BBC buys more copies of the Mail on Sunday than ANY other end-of-week paper, figures reveal
- Figures show the broadcaster bought 5,433 copies of the MoS every week
- Our sister paper, the Daily Mail, was the second-most purchased daily
- The paper has overtaken the Sunday Times as the most-purchased Sunday paper
The Mail on Sunday’s reputation for setting the national agenda –politically and on social issues – has made us the must-read weekend newspaper for BBC staff.
Latest figures show that the state broadcaster bought 5,433 copies of the MoS every week, making it the Corporation’s most-purchased Sunday newspaper.
Data from a Freedom of Information request reveals that the MoS has overtaken The Sunday Times, whose price rises to £3.50 next week.

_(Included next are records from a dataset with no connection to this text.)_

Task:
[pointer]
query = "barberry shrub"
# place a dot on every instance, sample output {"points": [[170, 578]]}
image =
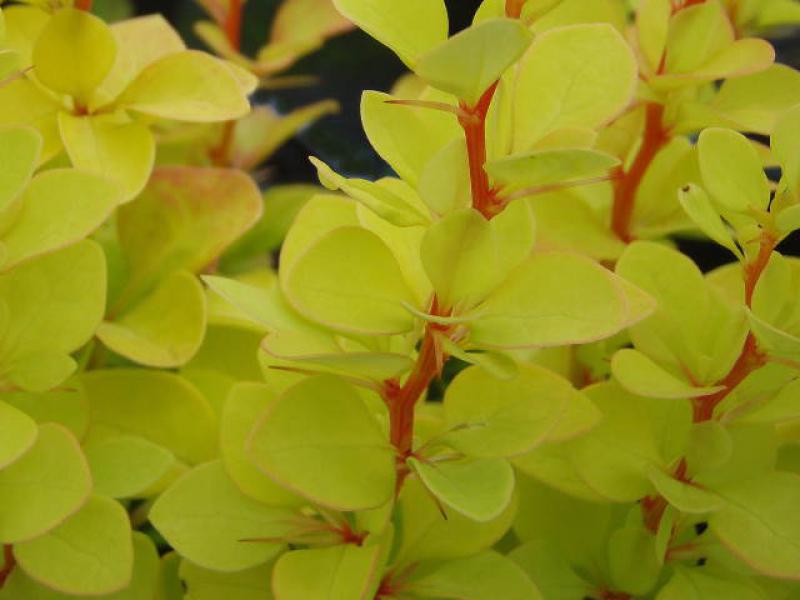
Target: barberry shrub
{"points": [[620, 425]]}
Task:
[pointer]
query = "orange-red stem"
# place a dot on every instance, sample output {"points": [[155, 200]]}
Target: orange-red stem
{"points": [[627, 182], [233, 24]]}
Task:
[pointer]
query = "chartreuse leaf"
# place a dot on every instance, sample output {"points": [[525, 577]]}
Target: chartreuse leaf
{"points": [[732, 171], [121, 151], [320, 352], [40, 297], [406, 137], [784, 143], [698, 206], [143, 582], [615, 457], [382, 201], [336, 573], [491, 417], [58, 208], [185, 218], [459, 254], [244, 404], [320, 440], [326, 285], [429, 530], [640, 375], [74, 53], [165, 329], [485, 576], [50, 482], [633, 560], [553, 299], [19, 151], [90, 553], [211, 523], [410, 28], [468, 63], [187, 86], [479, 489], [759, 523], [555, 88], [153, 405], [547, 167], [125, 466], [698, 584], [203, 584], [18, 432]]}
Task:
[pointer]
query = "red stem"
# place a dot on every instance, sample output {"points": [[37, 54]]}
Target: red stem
{"points": [[655, 138], [473, 121], [233, 24], [750, 358]]}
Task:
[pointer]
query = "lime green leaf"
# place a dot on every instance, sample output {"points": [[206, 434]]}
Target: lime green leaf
{"points": [[478, 489], [74, 53], [409, 28], [615, 456], [467, 64], [698, 584], [430, 530], [633, 560], [123, 152], [165, 329], [698, 206], [732, 171], [125, 466], [23, 103], [141, 41], [185, 218], [244, 404], [640, 375], [90, 553], [547, 167], [66, 406], [320, 352], [554, 299], [367, 296], [339, 457], [45, 486], [18, 433], [406, 137], [446, 194], [344, 571], [187, 86], [554, 89], [491, 417], [59, 207], [281, 205], [759, 523], [210, 522], [153, 405], [652, 27], [382, 201], [54, 304], [459, 254], [19, 152], [685, 496], [203, 584], [485, 576]]}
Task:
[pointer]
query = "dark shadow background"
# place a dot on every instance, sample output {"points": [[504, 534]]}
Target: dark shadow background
{"points": [[349, 64]]}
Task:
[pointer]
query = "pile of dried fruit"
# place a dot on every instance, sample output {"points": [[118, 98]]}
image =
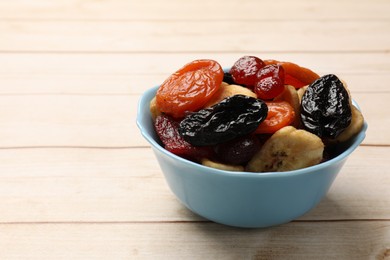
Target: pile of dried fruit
{"points": [[261, 116]]}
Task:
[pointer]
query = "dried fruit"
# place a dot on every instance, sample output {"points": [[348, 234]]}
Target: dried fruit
{"points": [[295, 75], [239, 150], [280, 114], [167, 130], [270, 81], [233, 117], [245, 69], [227, 91], [189, 88], [325, 107], [227, 77]]}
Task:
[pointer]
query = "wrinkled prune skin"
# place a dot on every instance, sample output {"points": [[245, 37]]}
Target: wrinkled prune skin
{"points": [[239, 150], [325, 107], [233, 117]]}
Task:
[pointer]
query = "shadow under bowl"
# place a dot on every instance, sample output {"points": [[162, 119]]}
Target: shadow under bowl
{"points": [[243, 199]]}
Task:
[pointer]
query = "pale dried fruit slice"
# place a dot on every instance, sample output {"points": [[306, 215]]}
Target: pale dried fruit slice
{"points": [[227, 90], [286, 150], [222, 166], [300, 92], [290, 95]]}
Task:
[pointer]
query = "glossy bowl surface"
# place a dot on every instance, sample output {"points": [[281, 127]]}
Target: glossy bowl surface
{"points": [[242, 199]]}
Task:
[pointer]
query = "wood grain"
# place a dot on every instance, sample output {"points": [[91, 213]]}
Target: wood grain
{"points": [[109, 121], [210, 10], [344, 240], [190, 36], [110, 185], [77, 180]]}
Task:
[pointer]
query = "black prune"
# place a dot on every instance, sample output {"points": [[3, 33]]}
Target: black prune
{"points": [[233, 117], [325, 107], [239, 150], [227, 77]]}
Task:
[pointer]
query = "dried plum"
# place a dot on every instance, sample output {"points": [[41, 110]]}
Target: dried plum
{"points": [[167, 130], [239, 150], [325, 107], [233, 117], [227, 77]]}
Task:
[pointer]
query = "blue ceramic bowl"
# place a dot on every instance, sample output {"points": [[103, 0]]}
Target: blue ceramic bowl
{"points": [[242, 199]]}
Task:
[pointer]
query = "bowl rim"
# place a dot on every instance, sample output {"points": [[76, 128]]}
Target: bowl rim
{"points": [[150, 93]]}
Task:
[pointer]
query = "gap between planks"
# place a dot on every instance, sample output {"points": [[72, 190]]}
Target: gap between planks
{"points": [[114, 147], [172, 222]]}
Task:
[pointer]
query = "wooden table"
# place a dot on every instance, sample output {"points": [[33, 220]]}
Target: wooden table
{"points": [[77, 180]]}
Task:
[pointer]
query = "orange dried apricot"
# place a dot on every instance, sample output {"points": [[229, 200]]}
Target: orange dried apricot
{"points": [[295, 75], [189, 88]]}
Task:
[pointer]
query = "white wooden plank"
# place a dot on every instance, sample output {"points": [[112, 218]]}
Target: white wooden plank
{"points": [[190, 36], [109, 121], [137, 84], [106, 185], [339, 240], [124, 64], [188, 10]]}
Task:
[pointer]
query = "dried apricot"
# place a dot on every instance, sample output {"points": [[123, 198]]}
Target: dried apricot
{"points": [[244, 70], [189, 88]]}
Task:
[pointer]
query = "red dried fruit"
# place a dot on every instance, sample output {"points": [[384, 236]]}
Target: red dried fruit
{"points": [[270, 82], [245, 69], [167, 130]]}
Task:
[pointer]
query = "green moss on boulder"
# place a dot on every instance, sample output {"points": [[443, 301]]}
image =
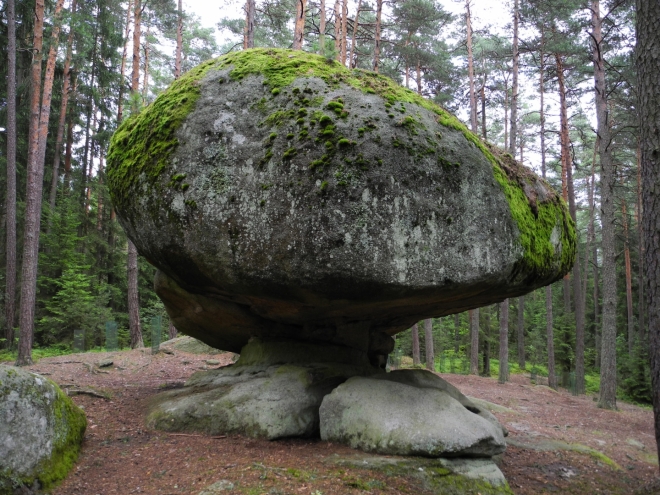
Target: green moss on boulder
{"points": [[40, 432], [375, 218]]}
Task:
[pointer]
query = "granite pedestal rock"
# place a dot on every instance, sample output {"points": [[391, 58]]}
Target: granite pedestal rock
{"points": [[289, 201]]}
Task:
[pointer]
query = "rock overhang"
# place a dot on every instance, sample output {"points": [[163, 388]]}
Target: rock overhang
{"points": [[300, 193]]}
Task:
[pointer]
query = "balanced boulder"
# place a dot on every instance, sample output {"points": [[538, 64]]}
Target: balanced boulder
{"points": [[41, 430], [284, 196]]}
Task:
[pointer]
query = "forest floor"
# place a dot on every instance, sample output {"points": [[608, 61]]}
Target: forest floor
{"points": [[558, 443]]}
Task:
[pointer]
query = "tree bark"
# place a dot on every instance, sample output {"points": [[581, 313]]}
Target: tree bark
{"points": [[179, 38], [457, 334], [640, 275], [504, 342], [474, 341], [486, 370], [521, 332], [122, 71], [66, 86], [607, 398], [344, 31], [648, 68], [132, 263], [552, 379], [356, 23], [337, 30], [483, 112], [322, 28], [473, 96], [133, 303], [514, 93], [172, 332], [415, 339], [377, 35], [428, 344], [299, 28], [10, 270], [628, 270], [577, 281], [39, 116]]}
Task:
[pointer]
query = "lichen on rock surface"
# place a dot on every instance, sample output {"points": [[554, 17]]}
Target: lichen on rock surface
{"points": [[41, 430], [284, 196]]}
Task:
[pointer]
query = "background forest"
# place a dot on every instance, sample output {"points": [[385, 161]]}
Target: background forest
{"points": [[561, 75]]}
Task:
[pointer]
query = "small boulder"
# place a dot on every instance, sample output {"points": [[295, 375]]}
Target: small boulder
{"points": [[260, 396], [397, 414], [41, 430]]}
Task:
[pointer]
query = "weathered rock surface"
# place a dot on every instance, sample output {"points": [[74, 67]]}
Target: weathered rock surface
{"points": [[273, 391], [407, 413], [283, 196], [41, 430]]}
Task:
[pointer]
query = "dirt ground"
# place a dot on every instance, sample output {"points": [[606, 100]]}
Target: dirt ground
{"points": [[557, 443]]}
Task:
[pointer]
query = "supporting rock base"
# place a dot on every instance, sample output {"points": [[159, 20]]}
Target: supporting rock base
{"points": [[287, 389]]}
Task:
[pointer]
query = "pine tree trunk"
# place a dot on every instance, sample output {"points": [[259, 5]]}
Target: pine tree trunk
{"points": [[552, 378], [514, 93], [428, 344], [90, 108], [377, 36], [10, 270], [640, 248], [549, 323], [68, 152], [607, 398], [486, 371], [521, 332], [133, 303], [137, 36], [299, 27], [344, 31], [570, 192], [626, 257], [483, 112], [474, 341], [337, 30], [415, 338], [356, 23], [39, 116], [179, 38], [648, 68], [172, 332], [322, 28], [66, 86], [473, 96], [504, 342], [132, 264], [145, 74], [122, 71]]}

Latest figures show that the state broadcaster bought 5,433 copies of the MoS
The Sunday Times had been the BBC staff’s favourite Sunday read (6,476 copies weekly, compared with 6,053 of the MoS), but the latest figures show the broadsheet has dropped to second place with 5,393 copies.

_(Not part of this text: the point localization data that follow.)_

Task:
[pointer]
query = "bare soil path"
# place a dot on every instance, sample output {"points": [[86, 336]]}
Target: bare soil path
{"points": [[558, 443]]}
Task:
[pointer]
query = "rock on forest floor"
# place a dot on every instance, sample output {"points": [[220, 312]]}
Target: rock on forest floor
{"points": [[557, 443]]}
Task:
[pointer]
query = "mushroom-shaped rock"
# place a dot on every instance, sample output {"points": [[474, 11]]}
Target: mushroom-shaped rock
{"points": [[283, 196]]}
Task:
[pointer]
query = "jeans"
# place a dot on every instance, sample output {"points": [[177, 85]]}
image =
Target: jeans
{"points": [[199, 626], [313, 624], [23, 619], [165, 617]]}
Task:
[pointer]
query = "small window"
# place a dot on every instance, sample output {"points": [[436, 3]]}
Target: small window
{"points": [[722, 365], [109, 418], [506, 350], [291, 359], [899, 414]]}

Our sister paper, the Daily Mail, was the second-most purchased daily, with 40,670 copies a day – just behind The Times (43,743 copies).
The figures are surprising considering the BBC’s news teams’ seeming Left-wing bias.

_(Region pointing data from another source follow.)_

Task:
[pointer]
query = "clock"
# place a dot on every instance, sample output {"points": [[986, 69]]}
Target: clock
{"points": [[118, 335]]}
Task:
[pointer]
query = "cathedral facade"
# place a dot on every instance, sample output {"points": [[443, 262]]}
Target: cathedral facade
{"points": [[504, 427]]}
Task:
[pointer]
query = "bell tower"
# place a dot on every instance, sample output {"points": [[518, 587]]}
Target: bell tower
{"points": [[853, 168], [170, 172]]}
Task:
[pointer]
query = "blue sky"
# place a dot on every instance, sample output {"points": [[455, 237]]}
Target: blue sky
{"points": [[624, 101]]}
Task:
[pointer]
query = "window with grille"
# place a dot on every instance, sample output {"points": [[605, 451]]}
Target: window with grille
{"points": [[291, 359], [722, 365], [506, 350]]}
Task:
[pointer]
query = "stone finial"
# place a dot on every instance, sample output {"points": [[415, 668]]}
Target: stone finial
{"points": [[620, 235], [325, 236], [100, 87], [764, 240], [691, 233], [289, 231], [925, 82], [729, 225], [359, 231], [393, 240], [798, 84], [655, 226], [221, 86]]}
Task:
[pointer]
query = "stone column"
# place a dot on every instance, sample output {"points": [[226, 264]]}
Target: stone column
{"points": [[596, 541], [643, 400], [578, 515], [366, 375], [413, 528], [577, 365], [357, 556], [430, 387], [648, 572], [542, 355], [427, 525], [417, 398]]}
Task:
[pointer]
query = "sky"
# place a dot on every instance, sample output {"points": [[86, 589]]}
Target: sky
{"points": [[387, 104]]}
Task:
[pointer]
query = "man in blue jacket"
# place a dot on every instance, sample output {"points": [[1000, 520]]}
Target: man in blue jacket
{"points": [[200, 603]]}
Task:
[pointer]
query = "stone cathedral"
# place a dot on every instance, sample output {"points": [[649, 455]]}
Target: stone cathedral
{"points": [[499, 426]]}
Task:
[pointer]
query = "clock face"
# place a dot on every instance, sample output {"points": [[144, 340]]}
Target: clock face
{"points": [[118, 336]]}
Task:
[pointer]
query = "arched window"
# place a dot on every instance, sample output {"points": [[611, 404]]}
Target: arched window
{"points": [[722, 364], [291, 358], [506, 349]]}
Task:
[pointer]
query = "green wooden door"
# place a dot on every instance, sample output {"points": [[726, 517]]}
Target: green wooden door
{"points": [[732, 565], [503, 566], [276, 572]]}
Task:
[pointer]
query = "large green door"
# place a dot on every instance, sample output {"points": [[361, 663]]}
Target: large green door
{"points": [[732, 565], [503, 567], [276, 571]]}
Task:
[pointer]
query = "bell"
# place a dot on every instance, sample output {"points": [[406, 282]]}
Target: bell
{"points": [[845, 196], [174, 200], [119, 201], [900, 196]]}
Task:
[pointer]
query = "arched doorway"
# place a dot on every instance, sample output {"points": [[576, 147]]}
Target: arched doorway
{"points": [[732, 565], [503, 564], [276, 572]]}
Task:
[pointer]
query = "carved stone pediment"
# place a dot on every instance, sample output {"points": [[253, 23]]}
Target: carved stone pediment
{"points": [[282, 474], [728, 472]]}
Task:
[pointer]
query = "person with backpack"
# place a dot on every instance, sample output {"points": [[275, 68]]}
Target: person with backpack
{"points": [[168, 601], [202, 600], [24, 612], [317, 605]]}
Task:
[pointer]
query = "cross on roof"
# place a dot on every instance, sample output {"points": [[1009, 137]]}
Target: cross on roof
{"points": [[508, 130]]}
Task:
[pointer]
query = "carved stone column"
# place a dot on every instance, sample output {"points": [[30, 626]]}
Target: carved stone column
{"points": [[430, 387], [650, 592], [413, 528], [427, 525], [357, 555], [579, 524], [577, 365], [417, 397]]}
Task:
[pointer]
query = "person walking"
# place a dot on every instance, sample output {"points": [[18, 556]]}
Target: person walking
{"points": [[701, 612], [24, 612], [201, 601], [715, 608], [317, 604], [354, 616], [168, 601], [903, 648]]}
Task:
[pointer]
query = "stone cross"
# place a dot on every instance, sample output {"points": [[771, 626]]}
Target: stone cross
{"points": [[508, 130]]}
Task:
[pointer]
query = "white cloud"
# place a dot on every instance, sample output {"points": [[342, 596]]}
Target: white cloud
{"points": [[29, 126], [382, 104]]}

The data comprises newspapers bought by BBC offices across the country for the year up to the end of March and includes copies purchased for News and Current Affairs teams.
Last night, a BBC source said its newspapers were ordered locally, rather than centrally by top managers in London.
The MoS, the London Press Club’s Sunday Newspaper of the Year, is Britain’s biggest-selling Sunday paper – with almost 741,000 copies every week, according to the Audit Bureau of Circulations.